Got a permit for that light guv?

08:32, 16 Feb 2008

I actually came across this on the Mail, but the BBC interpretation is a little bit more accurate and fair handed.

It turns out, that a health think tank is suggesting that in order to smoke you would need a permit. Not only would this cost you in money, but you would have to fill out a deliberately complex form, obtain a suitable passport photo, and have to renew this permit yearly. An addition that seems to make this group positively orgiastic is the additional idea that you would have to go to your doctor in order to prove that you are still healthy enough in their opinion to smoke.

Surprisingly for this open, egalitarian, social justice and personal empowerment preaching quango of a government, they seem rather keen on the idea, and you have to wonder whether they really are as clever as they should be with all those degrees and life experience.

Smokers smoke, yes many would like to give it up, but this is something they need to come to terms with themselves, possibly via willpower and nicotine substitutes, or maybe checking into rehab. This will not stop people smoking, it will stress people out and make them miserable but they will either trundle through the form, or they will buy cigarettes from France instead.

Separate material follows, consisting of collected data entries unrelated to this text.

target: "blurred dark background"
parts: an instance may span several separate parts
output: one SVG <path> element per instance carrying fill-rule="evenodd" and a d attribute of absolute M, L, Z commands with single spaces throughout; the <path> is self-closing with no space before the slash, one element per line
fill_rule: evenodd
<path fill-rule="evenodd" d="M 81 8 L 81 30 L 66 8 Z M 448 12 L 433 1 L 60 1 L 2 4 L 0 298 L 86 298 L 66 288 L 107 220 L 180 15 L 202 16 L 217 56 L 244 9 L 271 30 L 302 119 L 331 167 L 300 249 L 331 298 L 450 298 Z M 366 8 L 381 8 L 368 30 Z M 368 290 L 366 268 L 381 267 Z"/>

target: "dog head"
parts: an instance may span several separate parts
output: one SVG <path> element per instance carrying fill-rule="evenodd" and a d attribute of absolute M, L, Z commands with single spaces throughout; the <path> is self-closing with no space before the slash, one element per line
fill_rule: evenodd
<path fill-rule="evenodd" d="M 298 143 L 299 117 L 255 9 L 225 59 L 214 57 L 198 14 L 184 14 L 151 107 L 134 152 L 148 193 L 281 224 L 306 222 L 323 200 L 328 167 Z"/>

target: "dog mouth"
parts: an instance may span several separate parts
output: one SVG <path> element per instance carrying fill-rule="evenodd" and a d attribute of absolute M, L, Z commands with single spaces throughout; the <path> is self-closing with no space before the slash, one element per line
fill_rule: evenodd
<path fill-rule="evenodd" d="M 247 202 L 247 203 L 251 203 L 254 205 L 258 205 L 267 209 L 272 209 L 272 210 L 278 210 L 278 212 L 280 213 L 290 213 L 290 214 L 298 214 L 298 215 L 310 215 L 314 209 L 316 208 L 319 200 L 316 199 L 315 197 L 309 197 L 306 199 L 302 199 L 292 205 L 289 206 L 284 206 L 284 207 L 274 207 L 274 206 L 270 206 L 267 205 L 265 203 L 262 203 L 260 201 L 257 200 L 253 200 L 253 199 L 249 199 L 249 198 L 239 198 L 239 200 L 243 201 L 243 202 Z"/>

It all comes down to how you view your fellow human beings. Do you see them as dumb animals who need carrot and stick style policies to be controlled into doing the right thing? or do you see incredibly complex and capable individuals with stresses and influences you might not see or understand? This government treats us like dumb animals, and we assume they are complex individuals.

All people in Britain deserve respect, even if they smoke, this government seems to fail to see this.

Comments

Annoymous

Mon, 25 Feb. 2008 19:38 CST

My view - people should only smoke if they have private health insurance. As a normal BMI non smoker, non drug user, non binge drinker I strongly object to picking up the bill for those who choose to abuse their bodies. There are better things to spend the money on - cancer treatments that cost £20,000 a dose for instance. Of course if you reduce smoking, obesity and binge drinking you also reduce cancer anyway so the NHS wins both ways.

If you have a national health service you have an implied social responsibility to look after your body. In a way you could even say that by subscribing to a government funded halth service you are giving the government certain rights to your health status so they are perfectly within their rights to ensure your health by any means they can.

If you want to ruin your body opt out - get private health insurance then it's not the governments business. The extra you then pay covers your social obligations to others although they are still perfectly within their rights to refuse to go anywhere near your smoke.